Every year, as Halloween approaches, marketers don their metaphorical capes, mask or KPOP Demon Hunter getup to conjure up limited-edition SKUs, themed campaigns, and eerie packaging in the hopes of capturing consumer attention. But too often, these seasonal innovations vanish like ghosts on November 1st—memorable for a moment, but ultimately forgettable.
So what separates a ghoulish gimmick from emotional gold? Drawing on the insights of Orlando Wood, Les Binet, and the System1 team’s extensive research into long-term effectiveness, we explore how brands can make seasonal innovation not just scream-worthy—but stick.

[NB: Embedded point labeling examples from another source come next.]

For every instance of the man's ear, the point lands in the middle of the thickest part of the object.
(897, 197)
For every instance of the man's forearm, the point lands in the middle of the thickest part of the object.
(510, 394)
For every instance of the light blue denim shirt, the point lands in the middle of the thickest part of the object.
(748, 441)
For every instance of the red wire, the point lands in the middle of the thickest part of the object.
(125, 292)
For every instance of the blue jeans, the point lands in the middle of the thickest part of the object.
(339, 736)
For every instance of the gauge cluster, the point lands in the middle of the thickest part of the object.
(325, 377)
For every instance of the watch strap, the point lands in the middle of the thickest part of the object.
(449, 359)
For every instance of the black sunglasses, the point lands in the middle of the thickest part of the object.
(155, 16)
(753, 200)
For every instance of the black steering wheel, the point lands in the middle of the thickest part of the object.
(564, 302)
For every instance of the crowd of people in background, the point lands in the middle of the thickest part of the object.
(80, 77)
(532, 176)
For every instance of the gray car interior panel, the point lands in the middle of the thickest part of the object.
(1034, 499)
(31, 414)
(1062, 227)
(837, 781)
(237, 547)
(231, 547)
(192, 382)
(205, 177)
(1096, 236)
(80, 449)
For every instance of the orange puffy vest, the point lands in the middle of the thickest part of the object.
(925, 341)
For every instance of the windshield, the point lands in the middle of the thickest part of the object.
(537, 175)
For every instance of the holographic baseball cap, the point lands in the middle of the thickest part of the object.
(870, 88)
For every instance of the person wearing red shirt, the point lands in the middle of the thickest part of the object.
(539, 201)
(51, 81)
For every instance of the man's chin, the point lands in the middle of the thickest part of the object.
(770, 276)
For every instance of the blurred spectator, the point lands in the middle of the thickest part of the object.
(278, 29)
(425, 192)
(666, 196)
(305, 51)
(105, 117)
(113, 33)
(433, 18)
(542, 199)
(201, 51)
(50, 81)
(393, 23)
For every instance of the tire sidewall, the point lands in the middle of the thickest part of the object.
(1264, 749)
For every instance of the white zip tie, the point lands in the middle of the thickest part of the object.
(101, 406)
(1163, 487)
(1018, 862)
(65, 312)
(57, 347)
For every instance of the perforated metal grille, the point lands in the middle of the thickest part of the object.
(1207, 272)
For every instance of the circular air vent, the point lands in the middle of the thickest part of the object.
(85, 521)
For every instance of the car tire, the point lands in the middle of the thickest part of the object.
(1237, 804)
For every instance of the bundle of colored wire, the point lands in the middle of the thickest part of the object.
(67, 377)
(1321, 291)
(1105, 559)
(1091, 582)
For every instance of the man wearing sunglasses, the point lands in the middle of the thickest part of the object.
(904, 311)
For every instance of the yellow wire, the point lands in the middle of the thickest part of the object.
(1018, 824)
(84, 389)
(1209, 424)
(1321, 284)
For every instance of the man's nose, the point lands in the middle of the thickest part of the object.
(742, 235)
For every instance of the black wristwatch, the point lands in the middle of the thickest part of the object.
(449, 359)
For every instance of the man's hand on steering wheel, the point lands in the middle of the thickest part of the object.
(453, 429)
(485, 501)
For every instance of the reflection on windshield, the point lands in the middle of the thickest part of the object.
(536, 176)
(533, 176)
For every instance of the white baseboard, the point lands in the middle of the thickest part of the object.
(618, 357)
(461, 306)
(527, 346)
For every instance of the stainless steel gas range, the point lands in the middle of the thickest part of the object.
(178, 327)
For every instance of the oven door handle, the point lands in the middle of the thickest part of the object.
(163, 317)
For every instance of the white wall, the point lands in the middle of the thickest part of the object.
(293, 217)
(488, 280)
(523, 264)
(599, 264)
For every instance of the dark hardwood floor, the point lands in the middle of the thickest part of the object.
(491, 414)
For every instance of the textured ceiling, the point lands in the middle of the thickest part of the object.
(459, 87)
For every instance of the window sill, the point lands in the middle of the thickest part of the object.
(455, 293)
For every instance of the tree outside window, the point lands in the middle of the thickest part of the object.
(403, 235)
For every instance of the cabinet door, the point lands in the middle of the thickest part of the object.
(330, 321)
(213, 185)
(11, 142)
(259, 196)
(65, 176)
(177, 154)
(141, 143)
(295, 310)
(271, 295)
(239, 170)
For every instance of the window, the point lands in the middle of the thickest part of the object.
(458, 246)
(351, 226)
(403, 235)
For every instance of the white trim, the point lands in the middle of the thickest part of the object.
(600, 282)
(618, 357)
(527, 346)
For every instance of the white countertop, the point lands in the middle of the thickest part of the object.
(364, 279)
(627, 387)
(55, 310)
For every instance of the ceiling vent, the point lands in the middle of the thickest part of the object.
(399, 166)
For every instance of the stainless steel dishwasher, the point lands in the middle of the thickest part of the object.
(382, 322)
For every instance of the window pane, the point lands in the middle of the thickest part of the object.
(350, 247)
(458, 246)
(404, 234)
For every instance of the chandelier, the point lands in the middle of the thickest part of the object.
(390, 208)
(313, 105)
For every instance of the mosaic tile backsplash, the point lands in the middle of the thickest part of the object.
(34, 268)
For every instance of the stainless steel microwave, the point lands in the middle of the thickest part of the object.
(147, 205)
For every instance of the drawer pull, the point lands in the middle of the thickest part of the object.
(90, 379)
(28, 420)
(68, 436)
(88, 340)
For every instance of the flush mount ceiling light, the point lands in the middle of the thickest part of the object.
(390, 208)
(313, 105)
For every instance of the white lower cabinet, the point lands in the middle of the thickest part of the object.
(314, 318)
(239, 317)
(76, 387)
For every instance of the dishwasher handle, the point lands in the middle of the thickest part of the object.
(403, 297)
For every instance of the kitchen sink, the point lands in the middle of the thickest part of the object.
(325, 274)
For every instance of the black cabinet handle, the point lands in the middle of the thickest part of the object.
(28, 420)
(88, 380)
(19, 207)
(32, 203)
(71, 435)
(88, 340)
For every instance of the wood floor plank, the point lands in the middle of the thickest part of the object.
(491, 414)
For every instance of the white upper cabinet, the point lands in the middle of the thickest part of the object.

Right-Brain Thinking in a Left-Brain Season
As Orlando Wood has shown in his work (Lemon, Look Out), advertising effectiveness has declined in part because of a shift toward left-brain thinking—overly rational, repetitive, and self-referential. Halloween marketing, for all its creativity, often falls into this trap: an excess of skulls, pumpkins, and purple-and-orange color palettes, but with little emotional resonance.
The seasonal work that really sticks — especially at Halloween (my favorite holiday!) — leans into right-brain magic: characters, storytelling, music, and moments that unfold with a sense of surprise or delight. Think of the timeless charm of M&M’s spooked-out mascots or the weird, wonderful energy of Skittles’ Halloween ads. The best of these don’t just push product — they tell a story, spark emotion, and build the kind of memory structures that last well beyond October 31st.
As Wood puts it, “If you want to be remembered, be different in a human way.”
Fame>Novelty
Jon Evans, System1’s Chief Customer Officer, reminds us that fame is the most powerful driver of long-term effectiveness. Seasonal innovation often chases novelty—new flavor, new costume, new font—but novelty alone doesn’t build mental availability. Fame does.
So how do brands earn fame during seasonal moments? They repeat with variation. Jon Kearon and Tristan Findlay have worked with brands to stretch seasonal assets across years—using recurring characters, familiar story arcs, and recognizable brand codes in new but emotionally consistent ways. Seasonal doesn’t mean starting from scratch; it means iterating on something consumers already love.
This is the difference between Oreo’s endless Halloween reskins and something like M&M’s Spokescandies in costume—new outfits, same memorable cast.
From Tricks to Treats: Making Innovation Stick
Seasonal innovation is an opportunity—not just to sell more, but to tell more. The brands that win Halloween (and Christmas, and Summer, and Valentine’s…) are those who treat each season as a chapter in a longer story, not a one-off gimmick.
To make seasonal innovation stick:
- Build emotional connections with character, story, and charm
- Invest in familiar assets that evolve rather than restart
- Use the season to reinforce brand memory, not just product awareness
- Measure emotional response, not just seasonal ROI
In a world of seasonal clutter, the most effective marketing doesn’t shout louder—it smiles wider, tells better stories, and taps into what makes us human.